In Fig. 3, an example of a mean transformation, an SMM registration (only first level) and a final registration result are shown. A clear discontinuous change in the motion field can be identified between the thoracic cavity and the lung. In Table 1, quantitative measures are provided. This experiment shows that our method achieves reasonable registration results which are on average 0.5 mm close to the intra-observer error (IOE). Since the Maxwell-Boltzmann (MB) distribution is more appropriate to model TREs, we additionally provide the expected TRE and variance of a fitted MB distribution. A complete comparison with the Dirlab benchmark considering the full landmark sets remains.

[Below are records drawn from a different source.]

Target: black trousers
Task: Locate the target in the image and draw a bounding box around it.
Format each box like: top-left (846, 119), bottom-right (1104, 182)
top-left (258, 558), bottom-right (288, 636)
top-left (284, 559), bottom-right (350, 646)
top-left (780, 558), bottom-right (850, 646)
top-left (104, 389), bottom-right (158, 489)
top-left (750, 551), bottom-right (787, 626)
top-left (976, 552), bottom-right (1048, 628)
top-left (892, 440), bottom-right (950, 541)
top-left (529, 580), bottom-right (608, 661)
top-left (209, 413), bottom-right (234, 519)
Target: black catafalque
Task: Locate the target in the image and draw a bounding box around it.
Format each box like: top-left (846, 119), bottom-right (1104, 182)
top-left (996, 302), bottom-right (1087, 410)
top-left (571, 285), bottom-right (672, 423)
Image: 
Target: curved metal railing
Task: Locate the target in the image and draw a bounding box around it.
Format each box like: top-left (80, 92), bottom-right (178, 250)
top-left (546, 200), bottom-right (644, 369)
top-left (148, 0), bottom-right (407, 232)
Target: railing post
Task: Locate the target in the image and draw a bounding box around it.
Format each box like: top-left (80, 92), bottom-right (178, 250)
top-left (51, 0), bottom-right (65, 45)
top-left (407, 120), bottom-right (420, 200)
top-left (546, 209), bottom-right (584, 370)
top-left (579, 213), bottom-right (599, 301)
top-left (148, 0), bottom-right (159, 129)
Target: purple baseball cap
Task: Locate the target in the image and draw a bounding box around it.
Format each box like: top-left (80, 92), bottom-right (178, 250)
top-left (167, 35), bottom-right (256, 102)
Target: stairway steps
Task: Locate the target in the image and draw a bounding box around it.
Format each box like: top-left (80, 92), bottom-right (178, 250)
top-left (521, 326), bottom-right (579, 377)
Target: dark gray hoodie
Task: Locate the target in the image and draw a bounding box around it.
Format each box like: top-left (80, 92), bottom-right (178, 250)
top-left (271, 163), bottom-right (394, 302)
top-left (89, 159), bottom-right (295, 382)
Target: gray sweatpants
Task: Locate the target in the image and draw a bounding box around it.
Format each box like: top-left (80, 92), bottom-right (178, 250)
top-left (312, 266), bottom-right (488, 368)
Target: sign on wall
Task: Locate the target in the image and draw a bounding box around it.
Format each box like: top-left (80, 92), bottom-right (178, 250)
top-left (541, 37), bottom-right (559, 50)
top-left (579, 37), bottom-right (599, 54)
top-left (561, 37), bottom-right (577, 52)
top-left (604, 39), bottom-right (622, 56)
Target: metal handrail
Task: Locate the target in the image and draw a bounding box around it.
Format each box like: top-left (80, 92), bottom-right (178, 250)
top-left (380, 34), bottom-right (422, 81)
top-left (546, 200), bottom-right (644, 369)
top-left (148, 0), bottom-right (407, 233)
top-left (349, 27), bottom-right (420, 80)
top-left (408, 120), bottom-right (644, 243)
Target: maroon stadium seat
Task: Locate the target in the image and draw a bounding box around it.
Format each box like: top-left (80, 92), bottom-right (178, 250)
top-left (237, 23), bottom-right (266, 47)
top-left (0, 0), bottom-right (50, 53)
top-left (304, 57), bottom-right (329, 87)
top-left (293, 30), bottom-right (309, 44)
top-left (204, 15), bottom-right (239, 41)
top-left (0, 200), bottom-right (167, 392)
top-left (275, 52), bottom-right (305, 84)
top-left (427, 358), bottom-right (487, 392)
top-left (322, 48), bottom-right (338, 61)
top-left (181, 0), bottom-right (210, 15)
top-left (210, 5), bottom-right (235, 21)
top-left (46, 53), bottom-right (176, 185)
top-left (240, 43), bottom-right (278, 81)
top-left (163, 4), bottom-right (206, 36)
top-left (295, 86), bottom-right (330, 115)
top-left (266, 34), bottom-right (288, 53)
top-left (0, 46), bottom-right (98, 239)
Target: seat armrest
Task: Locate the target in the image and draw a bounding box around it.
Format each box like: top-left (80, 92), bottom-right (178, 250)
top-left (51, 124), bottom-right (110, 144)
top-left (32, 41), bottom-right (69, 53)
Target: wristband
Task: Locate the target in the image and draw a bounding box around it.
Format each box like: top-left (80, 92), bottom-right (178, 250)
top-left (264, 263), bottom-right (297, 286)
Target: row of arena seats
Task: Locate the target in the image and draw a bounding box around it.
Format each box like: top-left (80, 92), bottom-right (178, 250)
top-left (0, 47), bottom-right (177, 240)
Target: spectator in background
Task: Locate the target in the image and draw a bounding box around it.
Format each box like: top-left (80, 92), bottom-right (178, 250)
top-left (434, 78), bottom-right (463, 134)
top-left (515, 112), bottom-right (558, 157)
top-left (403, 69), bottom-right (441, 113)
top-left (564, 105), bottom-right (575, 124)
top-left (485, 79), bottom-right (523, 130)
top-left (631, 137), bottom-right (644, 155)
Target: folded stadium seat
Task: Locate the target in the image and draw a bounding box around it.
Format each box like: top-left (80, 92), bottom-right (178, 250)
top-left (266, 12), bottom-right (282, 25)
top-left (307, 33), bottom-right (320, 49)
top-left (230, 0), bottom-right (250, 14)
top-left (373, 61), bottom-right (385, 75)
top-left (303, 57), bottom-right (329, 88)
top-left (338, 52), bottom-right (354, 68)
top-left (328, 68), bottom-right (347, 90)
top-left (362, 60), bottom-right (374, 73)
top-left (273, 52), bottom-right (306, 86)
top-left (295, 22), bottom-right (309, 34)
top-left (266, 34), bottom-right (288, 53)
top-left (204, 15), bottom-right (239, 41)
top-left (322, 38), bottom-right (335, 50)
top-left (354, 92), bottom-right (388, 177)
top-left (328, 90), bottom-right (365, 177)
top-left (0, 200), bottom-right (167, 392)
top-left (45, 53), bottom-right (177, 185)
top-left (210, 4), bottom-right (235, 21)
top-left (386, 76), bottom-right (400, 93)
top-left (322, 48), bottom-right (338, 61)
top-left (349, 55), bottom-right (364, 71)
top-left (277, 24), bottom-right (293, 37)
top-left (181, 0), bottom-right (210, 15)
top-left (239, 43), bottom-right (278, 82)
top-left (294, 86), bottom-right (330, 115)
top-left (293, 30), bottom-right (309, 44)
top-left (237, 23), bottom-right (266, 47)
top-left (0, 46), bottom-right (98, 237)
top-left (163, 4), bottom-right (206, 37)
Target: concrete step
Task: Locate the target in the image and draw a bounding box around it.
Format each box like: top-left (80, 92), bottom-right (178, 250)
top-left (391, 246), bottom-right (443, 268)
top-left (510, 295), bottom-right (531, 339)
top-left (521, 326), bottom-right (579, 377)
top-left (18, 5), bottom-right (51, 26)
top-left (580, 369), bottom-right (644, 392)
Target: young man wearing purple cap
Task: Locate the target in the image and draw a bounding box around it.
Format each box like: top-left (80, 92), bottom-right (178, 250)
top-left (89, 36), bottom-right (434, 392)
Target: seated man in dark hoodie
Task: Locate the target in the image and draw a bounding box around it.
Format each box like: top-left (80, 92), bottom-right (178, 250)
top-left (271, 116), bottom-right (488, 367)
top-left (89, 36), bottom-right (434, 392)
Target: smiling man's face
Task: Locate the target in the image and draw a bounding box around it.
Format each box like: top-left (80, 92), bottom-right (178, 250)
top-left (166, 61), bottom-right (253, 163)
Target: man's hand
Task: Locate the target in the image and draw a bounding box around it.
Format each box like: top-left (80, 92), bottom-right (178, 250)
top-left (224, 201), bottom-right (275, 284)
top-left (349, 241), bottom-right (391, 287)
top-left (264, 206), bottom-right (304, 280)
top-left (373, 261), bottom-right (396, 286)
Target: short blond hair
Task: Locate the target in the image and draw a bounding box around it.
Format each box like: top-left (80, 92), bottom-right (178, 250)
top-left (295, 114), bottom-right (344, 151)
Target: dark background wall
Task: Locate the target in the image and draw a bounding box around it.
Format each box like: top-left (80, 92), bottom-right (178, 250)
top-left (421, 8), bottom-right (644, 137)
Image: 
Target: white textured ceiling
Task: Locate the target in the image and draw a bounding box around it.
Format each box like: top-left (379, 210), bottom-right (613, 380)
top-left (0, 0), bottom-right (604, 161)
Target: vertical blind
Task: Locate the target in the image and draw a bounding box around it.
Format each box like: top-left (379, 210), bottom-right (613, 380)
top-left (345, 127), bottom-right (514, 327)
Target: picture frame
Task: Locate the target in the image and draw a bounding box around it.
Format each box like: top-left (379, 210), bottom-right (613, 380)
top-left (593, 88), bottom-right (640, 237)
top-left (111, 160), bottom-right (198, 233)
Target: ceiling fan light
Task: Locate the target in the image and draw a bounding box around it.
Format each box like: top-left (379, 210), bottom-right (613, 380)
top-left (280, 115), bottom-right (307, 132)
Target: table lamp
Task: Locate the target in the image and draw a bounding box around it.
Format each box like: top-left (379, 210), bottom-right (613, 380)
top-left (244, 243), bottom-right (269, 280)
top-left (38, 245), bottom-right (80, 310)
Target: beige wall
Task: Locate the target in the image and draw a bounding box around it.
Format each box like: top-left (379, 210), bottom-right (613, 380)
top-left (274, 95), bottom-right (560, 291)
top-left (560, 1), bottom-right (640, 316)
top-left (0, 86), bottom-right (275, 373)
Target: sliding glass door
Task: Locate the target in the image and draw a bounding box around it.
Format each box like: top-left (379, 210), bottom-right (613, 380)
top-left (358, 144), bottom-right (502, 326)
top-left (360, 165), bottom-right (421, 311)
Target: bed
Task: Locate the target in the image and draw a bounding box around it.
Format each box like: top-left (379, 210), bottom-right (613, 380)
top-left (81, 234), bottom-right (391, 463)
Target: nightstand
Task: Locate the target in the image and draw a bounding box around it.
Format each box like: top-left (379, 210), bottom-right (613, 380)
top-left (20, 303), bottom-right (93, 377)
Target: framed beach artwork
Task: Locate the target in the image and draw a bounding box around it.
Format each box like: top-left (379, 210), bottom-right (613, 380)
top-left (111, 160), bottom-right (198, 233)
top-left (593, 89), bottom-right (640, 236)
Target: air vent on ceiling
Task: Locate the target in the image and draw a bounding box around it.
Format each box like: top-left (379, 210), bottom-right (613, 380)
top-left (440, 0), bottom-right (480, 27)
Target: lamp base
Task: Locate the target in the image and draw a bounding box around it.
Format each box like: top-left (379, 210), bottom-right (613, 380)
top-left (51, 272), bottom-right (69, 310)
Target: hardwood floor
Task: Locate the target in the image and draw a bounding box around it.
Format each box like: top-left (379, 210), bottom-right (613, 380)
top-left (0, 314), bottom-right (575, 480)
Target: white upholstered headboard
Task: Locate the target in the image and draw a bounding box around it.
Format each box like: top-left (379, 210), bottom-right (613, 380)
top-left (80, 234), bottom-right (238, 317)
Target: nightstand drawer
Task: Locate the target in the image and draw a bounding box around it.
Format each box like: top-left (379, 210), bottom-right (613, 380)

Table 1. Expected TRE [mm] of 300 landmarks. IOE: intra-observer error (on all landmarks) taken from [1]. Dirlab: best performing results in snap-to-voxel (sv) TRE, where no masking was used and the TRE was evaluated on 300 landmarks (13.2.2017). The results of our method are listed in the right three columns.

5 Conclusion

We presented a method for modeling statistical knowledge about motion patterns which can be integrated into image registration in order to estimate thoracic motion. In contrast to standard linear motion models our model is formulated as a reproducing kernel and integrated in the kernel framework for image registration. This allows to apply localized and bias reduced SMMs without the need of a basis approximation. With the leave-one-out models which we applied to the Dirlab data set, we presented an example of how such SMMs can be built and that they achieve reasonable registration performance. We think that our method opens the possibility for other types of SMMs which are built e.g. in a group-wise manner.